March 29, 2024
BANGOR DAILY NEWS (BANGOR, MAINE

Pipeline hearings to be held

The Board of Environmental Protection decided Wednesday that it will conduct hearings and oversee the permitting process for the proposed Maritimes and Northeast Pipeline that will, if approved, carry natural gas between Baileyville on the Canadian border south through Westbrook in southern Maine.

Staffers at the Department of Environmental Protection asked the board to take over jurisdiction of the matter, although such permits may simply be approved by the DEP commissioner.

“This is just the kind of project that makes sense for the board to hear,” BEP Chairman Os Bonsey said in a press release. “When a project covers almost half of the state and we hear real public concerns from Yarmouth to Pownal to Gardiner and beyond, public hearings by the board provide the best way to air all the issues.”

Brooke Barnes, in charge of policy development and implementation for the DEP, said the most controversial issue is the route the pipeline will take.

The line itself will be buried underneath a 50-foot-wide grassy strip that the company will maintain. The state’s concerns deal primarily with construction impacts to waterways and wetlands, he said.

DEP received nearly 30 requests for board review. Requests came from the towns of Pittston, Yarmouth and Litchfield, three state legislators on the committee overseeing the DEP, environmental groups including the Maine Green Party and the Coastal Waters Project, and several residents of Pownal.

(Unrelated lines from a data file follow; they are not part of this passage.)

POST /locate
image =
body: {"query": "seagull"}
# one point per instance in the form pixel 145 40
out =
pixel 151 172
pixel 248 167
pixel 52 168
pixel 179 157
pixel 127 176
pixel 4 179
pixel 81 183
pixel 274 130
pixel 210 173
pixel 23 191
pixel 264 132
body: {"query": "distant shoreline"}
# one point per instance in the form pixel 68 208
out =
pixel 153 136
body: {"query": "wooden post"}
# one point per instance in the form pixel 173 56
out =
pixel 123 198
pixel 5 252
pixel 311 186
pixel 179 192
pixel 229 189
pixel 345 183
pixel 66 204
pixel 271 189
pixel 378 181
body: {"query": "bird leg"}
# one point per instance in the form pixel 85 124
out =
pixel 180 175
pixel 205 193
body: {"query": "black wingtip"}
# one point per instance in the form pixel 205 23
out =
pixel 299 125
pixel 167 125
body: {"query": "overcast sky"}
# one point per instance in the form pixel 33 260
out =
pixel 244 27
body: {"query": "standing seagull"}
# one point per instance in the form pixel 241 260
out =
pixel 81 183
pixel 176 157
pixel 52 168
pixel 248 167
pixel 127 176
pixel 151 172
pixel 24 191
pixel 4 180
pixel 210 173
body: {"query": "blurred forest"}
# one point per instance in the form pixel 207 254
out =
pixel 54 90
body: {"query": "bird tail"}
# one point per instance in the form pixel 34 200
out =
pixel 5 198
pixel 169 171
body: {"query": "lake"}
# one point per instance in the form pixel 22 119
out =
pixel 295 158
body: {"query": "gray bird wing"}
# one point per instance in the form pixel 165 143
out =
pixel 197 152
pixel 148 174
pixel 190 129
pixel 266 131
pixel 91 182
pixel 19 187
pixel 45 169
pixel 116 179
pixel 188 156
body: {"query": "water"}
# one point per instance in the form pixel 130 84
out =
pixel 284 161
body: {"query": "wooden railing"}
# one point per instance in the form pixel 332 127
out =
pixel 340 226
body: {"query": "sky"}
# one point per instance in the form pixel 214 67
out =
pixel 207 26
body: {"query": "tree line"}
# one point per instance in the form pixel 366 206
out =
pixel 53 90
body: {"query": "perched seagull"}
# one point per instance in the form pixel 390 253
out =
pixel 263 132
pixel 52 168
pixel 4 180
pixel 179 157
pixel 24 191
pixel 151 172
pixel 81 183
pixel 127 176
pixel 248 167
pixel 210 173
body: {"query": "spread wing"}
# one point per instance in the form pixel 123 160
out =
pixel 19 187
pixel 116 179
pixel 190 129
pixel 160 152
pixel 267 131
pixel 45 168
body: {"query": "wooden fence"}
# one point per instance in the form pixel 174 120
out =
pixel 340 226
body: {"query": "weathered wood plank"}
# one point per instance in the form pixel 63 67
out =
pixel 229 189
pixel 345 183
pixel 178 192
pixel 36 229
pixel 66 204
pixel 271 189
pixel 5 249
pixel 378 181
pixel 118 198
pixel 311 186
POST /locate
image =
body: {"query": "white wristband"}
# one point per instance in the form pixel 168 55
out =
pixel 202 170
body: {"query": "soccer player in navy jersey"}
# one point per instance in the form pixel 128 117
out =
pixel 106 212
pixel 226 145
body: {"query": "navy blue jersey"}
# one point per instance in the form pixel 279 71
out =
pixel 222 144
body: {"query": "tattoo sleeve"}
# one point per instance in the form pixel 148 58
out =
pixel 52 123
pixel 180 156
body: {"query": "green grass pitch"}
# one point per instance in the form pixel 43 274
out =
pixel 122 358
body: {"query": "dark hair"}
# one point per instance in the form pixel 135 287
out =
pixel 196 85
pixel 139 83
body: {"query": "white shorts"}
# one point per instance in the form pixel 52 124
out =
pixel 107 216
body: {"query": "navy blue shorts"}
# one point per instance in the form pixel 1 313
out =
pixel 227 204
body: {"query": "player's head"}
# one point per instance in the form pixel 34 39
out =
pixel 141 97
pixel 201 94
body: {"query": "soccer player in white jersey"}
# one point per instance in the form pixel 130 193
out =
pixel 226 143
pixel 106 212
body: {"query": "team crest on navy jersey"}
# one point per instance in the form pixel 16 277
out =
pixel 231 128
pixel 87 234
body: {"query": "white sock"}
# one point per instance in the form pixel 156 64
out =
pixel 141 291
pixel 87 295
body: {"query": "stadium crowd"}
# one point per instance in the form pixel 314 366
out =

“In Pownal,” wrote resident Stephen Hyde, “we are trying hard not to lose our sense of place. We are trying hard not to have it stolen by those who are either ignorant of what gives our lives meaning or those who simply don’t respect what is of value to us …

“We welcome development that respects our community as the very nursery of our human being, as the nursery of our humanity, as the nursery of what is possible in and through human life as it relates to the wide spectrum of life on this planet. Pownal doesn’t need to become a utility sewer for the sake of `economic development.”‘

Maine statutes allow the board to take on that authority in cases where there is broad geographic scope and considerable public interest — “the idea being that the largest and most controversial projects will be decided by a 10-member board rather than just the commissioner,” Barnes explained.

The pipeline carrying gas from Canada to the Boston area would cross 350 miles in Maine and include branches to serve Woodland, Millinocket, Bucksport, Skowhegan and Cousins Island. The project also is now under analysis by the Federal Energy Regulatory Commission. Barnes said FERC will issue a draft environmental impact statement soon, which will include recommendations about routing of the pipeline.

All voting members of the board favored the action as recommended by DEP staff. Board member Andy Cadot recused himself from all discussions about the project since his company represents a competitor to Maritimes and Northeast.

Parties interested in intervening in the process — which means calling and cross-examining witnesses in legalistic fashion, rather than just commenting on the proposal — must file a request with DEP by Feb. 6. No hearing dates have yet been scheduled, but officials expect those hearings to occur this spring or summer.